ATI RN
Nursing Care of Children Final ATI
1. When assessing a family, the nurse determines that the parents exert little or no control over their children. This style of parenting is called which?
- A. Permissive
- B. Dictatorial
- C. Democratic
- D. Authoritarian
Correct answer: A
Rationale: Permissive parenting is characterized by parents exerting little or no control over their children, leading to a lack of boundaries and structure.
2. What recommendation should the nurse make to prevent urinary tract infections (UTIs) in young girls?
- A. Avoid public toilet facilities
- B. Limit long baths as much as possible
- C. Cleanse the perineum with water after voiding
- D. Ensure clear liquid intake of 2 L/day
Correct answer: C
Rationale: Proper perineal hygiene, including cleansing with water after voiding, is crucial in preventing UTIs in young girls. Avoiding public toilets and limiting baths are less effective than proper hygiene practices.
3. A teen with asthma asks the nurse why it is hard to breathe during an asthma attack. The nurse explains that exposure to a “trigger” results in which of these manifestations?
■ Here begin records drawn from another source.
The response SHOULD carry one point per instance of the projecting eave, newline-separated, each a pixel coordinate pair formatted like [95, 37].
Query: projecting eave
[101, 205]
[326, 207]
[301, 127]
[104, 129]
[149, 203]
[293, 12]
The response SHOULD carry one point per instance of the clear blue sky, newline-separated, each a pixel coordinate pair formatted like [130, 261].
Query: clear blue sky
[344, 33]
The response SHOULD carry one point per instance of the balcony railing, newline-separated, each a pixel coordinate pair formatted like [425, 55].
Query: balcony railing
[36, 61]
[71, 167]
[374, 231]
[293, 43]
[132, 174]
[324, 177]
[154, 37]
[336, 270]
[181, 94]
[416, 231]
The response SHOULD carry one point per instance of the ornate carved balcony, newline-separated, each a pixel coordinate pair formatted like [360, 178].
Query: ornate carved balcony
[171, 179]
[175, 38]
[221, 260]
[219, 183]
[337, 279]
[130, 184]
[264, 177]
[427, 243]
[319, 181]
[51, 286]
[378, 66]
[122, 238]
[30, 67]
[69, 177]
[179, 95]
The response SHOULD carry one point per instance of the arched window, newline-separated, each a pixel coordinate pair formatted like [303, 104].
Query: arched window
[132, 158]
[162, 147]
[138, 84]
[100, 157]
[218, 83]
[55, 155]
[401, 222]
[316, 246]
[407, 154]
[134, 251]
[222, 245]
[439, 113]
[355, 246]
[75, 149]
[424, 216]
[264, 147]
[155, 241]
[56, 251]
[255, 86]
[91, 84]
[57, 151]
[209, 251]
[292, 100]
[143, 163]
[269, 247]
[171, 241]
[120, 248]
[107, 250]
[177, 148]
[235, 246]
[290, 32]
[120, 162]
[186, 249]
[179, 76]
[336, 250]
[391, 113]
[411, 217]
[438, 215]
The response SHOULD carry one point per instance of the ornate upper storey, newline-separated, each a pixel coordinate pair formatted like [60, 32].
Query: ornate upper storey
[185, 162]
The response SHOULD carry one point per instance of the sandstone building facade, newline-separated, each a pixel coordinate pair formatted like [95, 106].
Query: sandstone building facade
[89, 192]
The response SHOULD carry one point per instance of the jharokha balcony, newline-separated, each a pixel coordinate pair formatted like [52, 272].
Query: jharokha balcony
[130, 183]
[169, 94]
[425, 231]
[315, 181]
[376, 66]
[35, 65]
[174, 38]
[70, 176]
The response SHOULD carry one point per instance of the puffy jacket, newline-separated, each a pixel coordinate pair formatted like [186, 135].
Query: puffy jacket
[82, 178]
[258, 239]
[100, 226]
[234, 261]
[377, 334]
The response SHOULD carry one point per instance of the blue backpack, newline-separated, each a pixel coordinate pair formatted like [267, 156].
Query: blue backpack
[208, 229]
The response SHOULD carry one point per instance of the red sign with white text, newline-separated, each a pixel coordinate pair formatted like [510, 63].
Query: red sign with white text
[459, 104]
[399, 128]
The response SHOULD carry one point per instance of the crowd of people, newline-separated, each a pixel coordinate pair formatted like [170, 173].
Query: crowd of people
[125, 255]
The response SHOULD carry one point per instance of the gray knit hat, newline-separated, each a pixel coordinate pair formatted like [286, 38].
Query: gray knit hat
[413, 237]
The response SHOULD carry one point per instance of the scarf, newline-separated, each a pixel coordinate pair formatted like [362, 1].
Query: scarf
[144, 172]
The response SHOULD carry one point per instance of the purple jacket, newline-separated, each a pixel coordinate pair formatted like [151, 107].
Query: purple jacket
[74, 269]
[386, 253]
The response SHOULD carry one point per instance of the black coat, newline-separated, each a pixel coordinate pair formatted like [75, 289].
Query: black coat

- A. Bronchodilation, muscle relaxation, and decreased mucus production
- B. Air trapping and hypo-inflation of the alveoli
- C. Air trapping and decreased blood flow to the upper airway
- D. Bronchoconstriction, airway inflammation, and excess mucus production
Correct answer: D
Rationale: The correct answer is D. Asthma triggers cause bronchoconstriction, airway inflammation, and increased mucus production, leading to difficulty breathing. This combination of manifestations results in narrowing of the airways, making it hard for the individual to breathe effectively. Choices A, B, and C are incorrect because during an asthma attack, bronchodilation, muscle relaxation, and decreased mucus production do not occur. Instead, the airways constrict, become inflamed, and produce excess mucus, contributing to the breathing difficulties experienced by individuals with asthma.
4. A newborn has been diagnosed with Hirschsprung’s disease. The parent asks the nurse about the symptoms that led to the diagnosis. Which symptoms should the nurse include in the response?
- A. Acute diarrhea and dehydration
- B. Current jelly-like stools and pain
- C. Failure to pass meconium and abdominal distension
- D. Projectile vomiting and altered electrolytes
Correct answer: C
Rationale: The correct answer is C: Failure to pass meconium and abdominal distension. Hirschsprung’s disease is commonly diagnosed in newborns due to the failure to pass meconium within the first 24-48 hours after birth and abdominal distension, indicating a bowel obstruction. Choices A, B, and D are incorrect because they do not correspond to the typical symptoms of Hirschsprung’s disease. Acute diarrhea and dehydration, current jelly-like stools and pain, and projectile vomiting with altered electrolytes are not characteristic of this condition.
5. According to Erikson’s developmental theory, toddlers need to be encouraged to become independent to successfully complete which developmental challenge?
- A. Trust vs. mistrust
- B. Industry vs. inferiority
- C. Autonomy vs. shame and doubt
- D. Initiative vs. guilt
Correct answer: C
Rationale: The correct answer is C: Autonomy vs. shame and doubt. Erikson's developmental stage for toddlers focuses on the conflict between developing a sense of independence (autonomy) and feelings of inadequacy (shame and doubt). Encouraging toddlers to explore their environment and make choices helps them build self-confidence and independence. Choices A, B, and D are incorrect because trust vs. mistrust relates to infancy, industry vs. inferiority is associated with school-age children, and initiative vs. guilt is linked to preschoolers.